Engage your customers no matter where they are on the web.
Internet marketers are finding that having a great web page is only great for as long as their customers remain focused on their site. Web developers will tell you that they can make your site more compelling, but, no matter how engaging a web page is, it will only be on the screen for a small fraction of the 4 to 6 hours the average user is surfing the internet on a given day. Optimizing your site for search engine hits will bring your customers to the mountain, but what if you could put the mountain in their hands to take along with them?
Companies are putting a lot of energy and expense into their website. Experts say that an effective website must be searchable, should keep the viewer on the page as long as possible, and provide content and interactivity to encourage repeat visits. The most successful websites maintain fresh content, provide ways of interacting with visitors, allow visitors to interact with each other, and allow for online transactions through eCommerce. Still, after all of the effort to create a look and feel to hold visitors, statistics show that users visit a website for an average of sixty seconds before moving on.
When customers are not on your website, where are they? They are conducting social networking, downloading and watching video, chatting, blogging, shopping, and, um, visiting your competitor’s site.
Web activity is never static.
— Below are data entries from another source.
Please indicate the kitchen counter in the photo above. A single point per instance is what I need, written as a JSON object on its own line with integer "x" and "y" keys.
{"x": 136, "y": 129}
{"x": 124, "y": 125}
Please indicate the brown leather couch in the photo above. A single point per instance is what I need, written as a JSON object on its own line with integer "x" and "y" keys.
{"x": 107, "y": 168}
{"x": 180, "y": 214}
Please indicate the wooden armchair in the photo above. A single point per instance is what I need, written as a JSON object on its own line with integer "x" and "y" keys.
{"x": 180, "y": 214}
So, coming up with a way to engage audiences beyond the sixty seconds they are on your site is a far-reaching challenge. The trick is to keep your business in the corner of your customer’s eye, no matter where he or she goes.
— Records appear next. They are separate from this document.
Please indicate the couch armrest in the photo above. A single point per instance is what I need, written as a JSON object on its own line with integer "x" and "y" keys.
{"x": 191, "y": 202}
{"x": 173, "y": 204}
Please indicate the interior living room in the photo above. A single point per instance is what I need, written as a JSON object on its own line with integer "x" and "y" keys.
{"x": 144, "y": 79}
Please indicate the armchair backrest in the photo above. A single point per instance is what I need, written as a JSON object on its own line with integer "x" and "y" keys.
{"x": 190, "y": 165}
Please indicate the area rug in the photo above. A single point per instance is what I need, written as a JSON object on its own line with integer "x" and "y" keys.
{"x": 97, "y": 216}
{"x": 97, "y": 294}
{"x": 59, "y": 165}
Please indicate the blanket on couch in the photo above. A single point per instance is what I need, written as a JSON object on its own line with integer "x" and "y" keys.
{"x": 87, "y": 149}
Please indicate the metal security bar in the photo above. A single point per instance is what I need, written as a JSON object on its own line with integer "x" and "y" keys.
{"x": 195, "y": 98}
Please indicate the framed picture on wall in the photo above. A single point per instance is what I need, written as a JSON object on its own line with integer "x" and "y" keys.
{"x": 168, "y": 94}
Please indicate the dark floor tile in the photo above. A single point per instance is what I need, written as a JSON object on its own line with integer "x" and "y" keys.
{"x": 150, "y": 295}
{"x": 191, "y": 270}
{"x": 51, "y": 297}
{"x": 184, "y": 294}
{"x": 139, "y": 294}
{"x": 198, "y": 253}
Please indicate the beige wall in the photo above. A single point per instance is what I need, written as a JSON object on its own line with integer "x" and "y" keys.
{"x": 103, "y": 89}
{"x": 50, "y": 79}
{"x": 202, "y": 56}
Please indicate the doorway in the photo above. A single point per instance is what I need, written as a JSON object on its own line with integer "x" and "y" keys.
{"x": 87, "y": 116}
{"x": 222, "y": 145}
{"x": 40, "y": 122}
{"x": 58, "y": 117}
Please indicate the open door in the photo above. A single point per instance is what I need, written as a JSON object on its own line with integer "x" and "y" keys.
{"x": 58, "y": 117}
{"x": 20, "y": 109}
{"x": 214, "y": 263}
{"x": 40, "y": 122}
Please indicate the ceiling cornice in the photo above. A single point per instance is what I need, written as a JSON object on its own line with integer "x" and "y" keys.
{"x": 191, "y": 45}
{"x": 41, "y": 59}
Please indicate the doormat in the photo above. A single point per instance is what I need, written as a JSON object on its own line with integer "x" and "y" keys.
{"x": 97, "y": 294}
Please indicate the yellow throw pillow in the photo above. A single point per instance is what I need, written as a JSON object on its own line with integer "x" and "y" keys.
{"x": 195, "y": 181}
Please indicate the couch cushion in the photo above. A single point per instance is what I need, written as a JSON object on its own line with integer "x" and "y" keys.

Advertisers are constantly coming up with new ways of holding the attention of their audience. Vista Gadgets, Apple Widgets, RSS feed and Yahoo’s Konfabulator are great ways to re-purpose your content and gain presence on the user’s desktop. The Web2.0 phenomenon has brought us tools like Netvibes Pageflakes and Widgetbox… all with the goal of presenting your message in a new, engaging medium. You used to give away pens and coffee cups. Pens and coffee cups were effective because the customer would use them as tools in the course of their day. While doing other things, the pen in your customer’s hand would whisper your company’s logo and colors.
I’ve been designing web pages for a long time and have spent hours talking with talented marketing experts about ways of keeping an audience engaged beyond the short time it visits a given web page. During the course of these discussions, we realized that a web user has one constant while surfing the web. Surfing the web requires a tool. The web browser enables viewing, searching, bookmarking, and embedding RSS feeds. But the browser is a benign tool. It doesn’t help the user decide where to go or look. What if it did, though? What if the browser could display a company’s logo, look and feel, content and brand voice? If the browser could be customized in such a way, then you wouldn’t have to draw the customer to your business. Your business would be present wherever the customer goes.